Right now California awaits the release of a crucial land management plan that could serve as an example for the entire nation. Once implemented, the Desert Renewable Energy Conservation Plan (commonly referred to as the DRECP) will stand as a cornerstone to California’s energy independence, facilitating clean, renewable energy production while conserving large stretches of pristine and vulnerable desert lands. California must move forward — demonstrating that conservation and renewable energy development can coexist in the 21st century.
Phase one is a Bureau of Land Management plan which is unprecedented, both in size and scope. Covering 10 million acres of BLM-managed land, the DRECP is a constructive collaboration between federal, state and local agencies — providing a roadmap for the placement of large-scale renewable energy projects in the most appropriate locations. Once implemented, it will benefit California’s fight against climate change and serve as a model for other states looking to balance clean energy and conservation needs.

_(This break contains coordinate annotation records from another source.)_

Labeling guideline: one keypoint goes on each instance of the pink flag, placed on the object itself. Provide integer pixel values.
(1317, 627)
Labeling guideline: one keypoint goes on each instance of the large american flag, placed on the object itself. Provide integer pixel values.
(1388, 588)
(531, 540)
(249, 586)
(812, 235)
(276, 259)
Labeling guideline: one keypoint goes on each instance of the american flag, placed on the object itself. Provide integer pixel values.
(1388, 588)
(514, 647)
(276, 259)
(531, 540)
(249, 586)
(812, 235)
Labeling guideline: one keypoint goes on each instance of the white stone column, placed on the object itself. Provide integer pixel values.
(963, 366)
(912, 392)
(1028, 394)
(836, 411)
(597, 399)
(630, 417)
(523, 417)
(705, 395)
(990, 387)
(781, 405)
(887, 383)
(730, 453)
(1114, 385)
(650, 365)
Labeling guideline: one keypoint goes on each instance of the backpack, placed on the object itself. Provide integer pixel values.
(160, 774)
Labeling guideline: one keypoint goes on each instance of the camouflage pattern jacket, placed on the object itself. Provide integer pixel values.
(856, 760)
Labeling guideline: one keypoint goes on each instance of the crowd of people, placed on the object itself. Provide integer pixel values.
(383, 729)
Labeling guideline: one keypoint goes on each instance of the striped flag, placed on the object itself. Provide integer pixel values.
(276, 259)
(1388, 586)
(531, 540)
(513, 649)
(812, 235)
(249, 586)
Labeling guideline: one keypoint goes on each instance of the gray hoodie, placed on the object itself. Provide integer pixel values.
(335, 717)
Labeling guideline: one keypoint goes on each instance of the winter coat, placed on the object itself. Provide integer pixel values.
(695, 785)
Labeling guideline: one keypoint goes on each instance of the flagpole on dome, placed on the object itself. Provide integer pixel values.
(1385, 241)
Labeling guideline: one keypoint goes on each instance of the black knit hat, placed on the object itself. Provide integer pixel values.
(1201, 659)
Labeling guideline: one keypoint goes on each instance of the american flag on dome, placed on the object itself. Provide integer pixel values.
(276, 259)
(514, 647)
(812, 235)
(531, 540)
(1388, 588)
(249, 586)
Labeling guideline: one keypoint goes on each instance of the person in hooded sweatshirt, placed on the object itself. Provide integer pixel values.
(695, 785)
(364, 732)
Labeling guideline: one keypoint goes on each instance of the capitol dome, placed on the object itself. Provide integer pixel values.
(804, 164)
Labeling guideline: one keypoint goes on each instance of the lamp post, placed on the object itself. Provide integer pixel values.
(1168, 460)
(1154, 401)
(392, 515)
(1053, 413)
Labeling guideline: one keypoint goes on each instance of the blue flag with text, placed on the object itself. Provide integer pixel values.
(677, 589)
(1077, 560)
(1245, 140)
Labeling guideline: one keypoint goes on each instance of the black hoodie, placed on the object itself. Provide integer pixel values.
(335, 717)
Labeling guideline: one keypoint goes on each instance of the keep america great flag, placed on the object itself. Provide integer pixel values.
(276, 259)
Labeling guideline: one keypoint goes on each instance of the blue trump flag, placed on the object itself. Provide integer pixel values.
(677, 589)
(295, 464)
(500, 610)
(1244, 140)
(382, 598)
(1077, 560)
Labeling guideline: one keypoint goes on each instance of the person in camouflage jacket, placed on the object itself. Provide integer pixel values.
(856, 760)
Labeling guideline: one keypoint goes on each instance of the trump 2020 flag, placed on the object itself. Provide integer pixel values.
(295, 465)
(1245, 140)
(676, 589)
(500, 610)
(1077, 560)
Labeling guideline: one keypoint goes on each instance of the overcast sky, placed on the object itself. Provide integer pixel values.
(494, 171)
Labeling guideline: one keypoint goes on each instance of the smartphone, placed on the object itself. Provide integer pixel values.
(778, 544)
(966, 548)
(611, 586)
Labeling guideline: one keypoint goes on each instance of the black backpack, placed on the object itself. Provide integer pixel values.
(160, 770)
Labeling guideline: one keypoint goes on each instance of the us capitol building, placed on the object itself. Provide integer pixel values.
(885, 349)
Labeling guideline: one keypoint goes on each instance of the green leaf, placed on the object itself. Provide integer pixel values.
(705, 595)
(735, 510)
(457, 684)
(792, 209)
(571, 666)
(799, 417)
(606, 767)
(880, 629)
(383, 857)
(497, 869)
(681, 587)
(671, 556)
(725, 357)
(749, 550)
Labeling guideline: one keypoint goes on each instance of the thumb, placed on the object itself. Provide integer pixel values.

This plan can deliver real progress toward meeting California’s ambitious mandate to produce 50 percent of its energy needs from renewable sources by the year 2030. Ultimately, success in California and elsewhere will require innovations, including energy conservation, efficiency, and storage; widespread rooftop solar deployment; and large-scale wind, solar and geothermal production on both public and private lands. On the large scale energy front, the DRECP, with its careful zoning of renewable energy projects, can greatly accelerate California’s transition to a clean energy economy. When the BLM applied a similar zoned approach in Nevada, three solar projects were approved in under ten months – less than half the time it has taken using more haphazard project-by-project methods.
The need for a solid plan is clear in the California desert, a region already feeling the impacts of prolonged drought and rising temperatures from climate change. If we’re going to get serious about slowing the march toward extinction for many native plants and animals, we must move swiftly to invest in clean energy, while taking steps to conserve wild places. With protection, these desert lands can become a wide, connected safe-haven, providing enough space for plants and animals to migrate and adapt to a warming temperatures.
Home to the desert tortoise and herds of Nelson’s bighorn sheep, hawks and bobcats, California’s desert lands are a real life storybook of Western history – complete with Native American petroglyphs, pioneer trails and historic mining towns. Some places seem untouched over thousands of years – even as the city of Los Angeles burst through its boundaries, creating a suburban empire to the West, and Las Vegas exploded into a global gaming and tourism destination to the north. Miraculously, squeezed between these fast-growing cities, you can still find solitude and tranquility in nature, with places to hike, camp and witness the astonishing beauty of a starry night sky.
As leaders in both conservation and renewable energy, we encourage the BLM to move quickly to finalize the Desert Renewable Energy Conservation Plan. We can seek renewable energy solutions without spoiling our precious public lands. California is poised to demonstrate to the nation that ambitious goals, combined with intelligent planning, can yield exceptional results. Let’s push this innovative plan over the finish line.